Confidential documents seen by The Sunday Times show four witnesses told the initial Kenyan police inquest in 2012 that Agnes left the bar with a British soldier and went to his room.
One said he heard a ‘fierce argument’ break out in the room, and the documents show that Kenyan detectives asked the British army for DNA samples and to question the suspects, which did not did not happen.
Nanyuki’s local economy relies heavily on British troops carrying out civil engineering projects and spending money on local businesses.
Rose, who has since raised Agnes’ daughter Stacy, says she believes authorities in both countries believe the death of a poor sex worker can be ruled out.
She said: “From the first day we reported the case to the police station, the police did nothing until his body was accidentally found.”
Two of the nine soldiers present at the hotel on the night in question were found by The Sunday Times and have denied involvement in his death.
Nanyuki relies heavily on income from British soldiers based at Nyati Barracks and sex work is very common.
Girls can earn a week’s pay, around £30, for sleeping with a soldier, but others charge far less.
At the time, Agnes was trying to support her baby while living with her sister in a single room in the Majengo ghetto.
One soldier says he remembers around 60 other servicemen dancing with around 40 local sex workers the night he went missing.
Nanyuki relies heavily on income from British soldiers based at Nyati Barracks and sex work is very common
A friend waited for Agnes until 3 a.m. but eventually returned home after she failed to return.
A hotel night watchman said he escorted Agnes and a soldier to her room and saw them enter, but they seemed to get along well and he was not worried about her safety.
His disappearance remained a mystery until two months later, when the hotel’s general manager asked staff to investigate a smell in the building.
A maintenance worker opened a manhole and found the body of a woman, naked except for a bra and necklace, lying in filth in a septic tank.
An autopsy revealed that she had been stabbed in the abdomen and chest and there were signs that she had been beaten, but it could not be determined whether she had been sexually assaulted.
A night porter added he heard a ‘fierce fight’ in the hotel room used by the soldier and Agnes, and believed there was more than one soldier in the room at the time -the.
Hotel records identified nine soldiers who had checked in that day, paying between £13 and £20 each, and they all left the following day.
Two of the bedrooms were adjacent to the septic tank where the mother-of-one was found.
Nanyuki has a military base where, under an agreement with Kenya, the UK can send six infantry battalions a year for eight-week exercises.
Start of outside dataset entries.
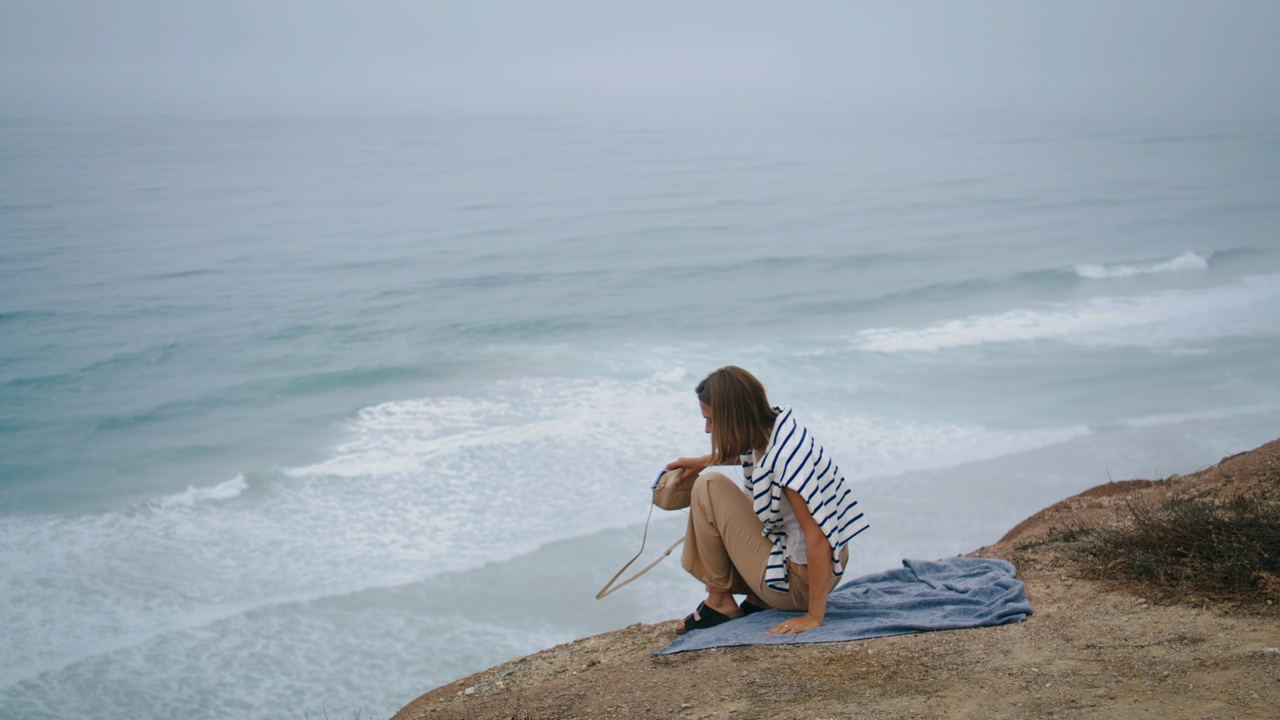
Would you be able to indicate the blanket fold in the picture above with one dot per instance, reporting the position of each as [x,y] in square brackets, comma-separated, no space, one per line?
[922,596]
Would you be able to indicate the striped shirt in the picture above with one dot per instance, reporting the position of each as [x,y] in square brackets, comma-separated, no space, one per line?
[795,460]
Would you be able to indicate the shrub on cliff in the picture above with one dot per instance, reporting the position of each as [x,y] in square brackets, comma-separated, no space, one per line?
[1188,546]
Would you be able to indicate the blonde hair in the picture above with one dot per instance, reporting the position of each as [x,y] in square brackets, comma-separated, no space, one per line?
[741,415]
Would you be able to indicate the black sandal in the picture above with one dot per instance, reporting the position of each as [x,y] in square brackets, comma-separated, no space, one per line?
[703,618]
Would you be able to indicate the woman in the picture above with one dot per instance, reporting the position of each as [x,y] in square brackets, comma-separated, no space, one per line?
[781,540]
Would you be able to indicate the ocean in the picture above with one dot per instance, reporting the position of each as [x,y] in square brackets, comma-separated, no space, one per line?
[306,417]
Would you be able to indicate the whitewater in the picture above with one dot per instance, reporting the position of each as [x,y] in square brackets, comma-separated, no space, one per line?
[306,415]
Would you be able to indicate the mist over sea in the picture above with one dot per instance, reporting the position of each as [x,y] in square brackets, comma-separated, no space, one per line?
[316,414]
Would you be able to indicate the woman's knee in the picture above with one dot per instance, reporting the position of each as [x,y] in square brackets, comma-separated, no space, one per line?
[711,482]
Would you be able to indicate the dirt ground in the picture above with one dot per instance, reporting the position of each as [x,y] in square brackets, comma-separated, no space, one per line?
[1091,650]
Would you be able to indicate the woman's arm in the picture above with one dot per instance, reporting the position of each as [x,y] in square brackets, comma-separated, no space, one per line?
[691,466]
[818,548]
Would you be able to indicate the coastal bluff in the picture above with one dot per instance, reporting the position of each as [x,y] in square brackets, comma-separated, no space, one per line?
[1097,647]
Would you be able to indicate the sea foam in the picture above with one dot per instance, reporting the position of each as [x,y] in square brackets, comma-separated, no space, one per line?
[1150,320]
[1184,263]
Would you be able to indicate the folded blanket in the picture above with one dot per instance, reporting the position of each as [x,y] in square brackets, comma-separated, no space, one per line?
[922,596]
Pictured: Soldiers on exercise in Nanyuki
But forensics were hampered by the delay in finding her body and the room she was in had been repeatedly cleaned.
A new investigation has been launched and is said to be “concerned” about the original investigation.
It also raises difficult questions for Kenyan and British authorities, who recently struck a £10million-a-year deal allowing 3,000 British troops to continue training at Nanyuki.
The local economy relies heavily on British troops carrying out civil engineering projects and spending money on local businesses.
A MoD spokesperson said: ‘In 2012 the Special Investigation Branch carried out initial investigations in Kenya, including providing information on UK personnel to the Kenya Police.
“No other requests for assistance have been received.” Following the conclusion of a Kenyan investigation in 2019, we know that Kenyan authorities are investigating this incident.
“Jurisdiction for this investigation rests with the Kenyan police, and we are currently in discussions with the Kenyan authorities to determine what support is needed.
“As this is the subject of an ongoing investigation, it would be inappropriate to comment further.”